I’ve also had experience with “paledian” or whatever their called energy, but those experiences were largely “fluff” nothing really happened, it was more like getting High and”oooo.... this is kinda different” I felt slightly better, but also unfulfilled and empty at the end of it.
after these experiences in hindsight, it’s clear to me that there are sides in this thing, but I can’t put a name on either of them yet(for sure, although what is posted here largely agrees with my intuition, Christianity has never ever agreed with my intuition and is largely a mental exercise). I do know Jews and Christians have largely fucked the world up however, so I have zero issues standing against their ilk, which I’m doing with the FRTRS and associated rituals. After all doesn’t their bible say not to practice magic? Naughty naughty jEWS, let me help you reverse that ;p
I can feel the oppressive energy that comes from somewhere, it’s why I’ve been frustrated spiritually and I feel separated from my BIRTH RIGHTs, I’ve tried to evolve, but it’s like my chakras got shutdown. Best way I can describe it is “Catholic programming” that makes me feel like all spirituality is playing games/lies like I can see the carrot being dangled in front of me and I know that the carrot would help me tremendously, but I can’t catch the damn thing because of the programming in my youth. It’s like there are lies everywhere by design. But on the flip side, I should’ve been dead sooo many times it’s not even funny(I’ve had knives pulled on me 3x, lots of close calls in cars, and lots of potential overdoses in my past, rattlesnakes have brushed up against my leg, ect....) so I feel a very strong spiritual power protecting me and guiding me, even though I don’t have a name for him/her. The reason I came back to the JOS website was because I’ve felt the power that the practices have, This was a thought that I’ve had several times in the past year.
Ex: I should check what they are up to.... and it never stopped for a year.
Even though I’ve never socialized in the past, with anyone on here and man, the JOS is evolved quite a bit in a beautiful way I the past 12 years or so....
Anyways, to summarize: my mother is very psychic/has magical ability, but she worships “Jesus”, she’s not strict in the literal interpretations of the Bible and sort of bends the Bible to be “nicer” than it is.
She’s not Jewish, what are the chances that the enemy would empower/allow a gentile to perform any type of magic And that this magic would be a threat?

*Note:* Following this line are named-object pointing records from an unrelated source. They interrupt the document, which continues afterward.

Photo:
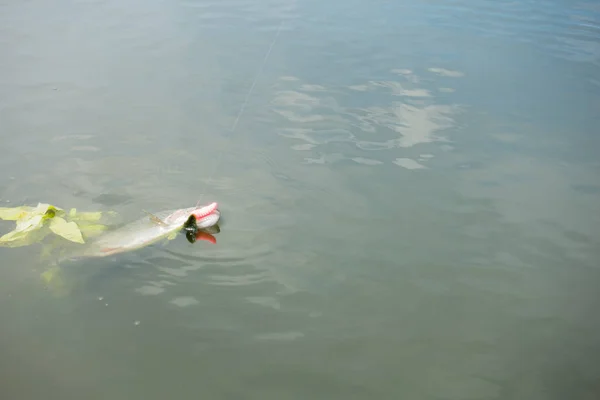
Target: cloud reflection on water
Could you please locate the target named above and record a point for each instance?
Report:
(400, 114)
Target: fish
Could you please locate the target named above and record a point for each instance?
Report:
(151, 229)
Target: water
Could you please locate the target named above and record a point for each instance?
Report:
(410, 194)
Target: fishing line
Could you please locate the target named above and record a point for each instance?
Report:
(244, 104)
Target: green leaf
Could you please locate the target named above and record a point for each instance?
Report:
(68, 230)
(14, 213)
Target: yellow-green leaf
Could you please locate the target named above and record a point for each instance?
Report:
(91, 230)
(19, 238)
(68, 230)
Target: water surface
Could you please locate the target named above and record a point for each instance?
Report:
(410, 193)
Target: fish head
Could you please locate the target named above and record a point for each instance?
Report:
(206, 216)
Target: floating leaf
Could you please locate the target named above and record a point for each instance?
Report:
(68, 230)
(53, 280)
(172, 235)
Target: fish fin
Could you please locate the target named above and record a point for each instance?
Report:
(155, 219)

Are there people out there that offer half teachings that are supposed to be a diversion/or just misinformed, like the people that mix Kabbalah shit and new age shit? Shamanism?
Because I’ve felt energy from all of these, but the only ones that have helped me to any extent are web working and earth based shamanism, but other things in that stuff and those practitioners have felt fake to me and farcical.
For my mother, is this just her natural abilities, that she’s been able to retain, despite the curses?
Is being around strict followers of the liar “god” a threat to me and my peace?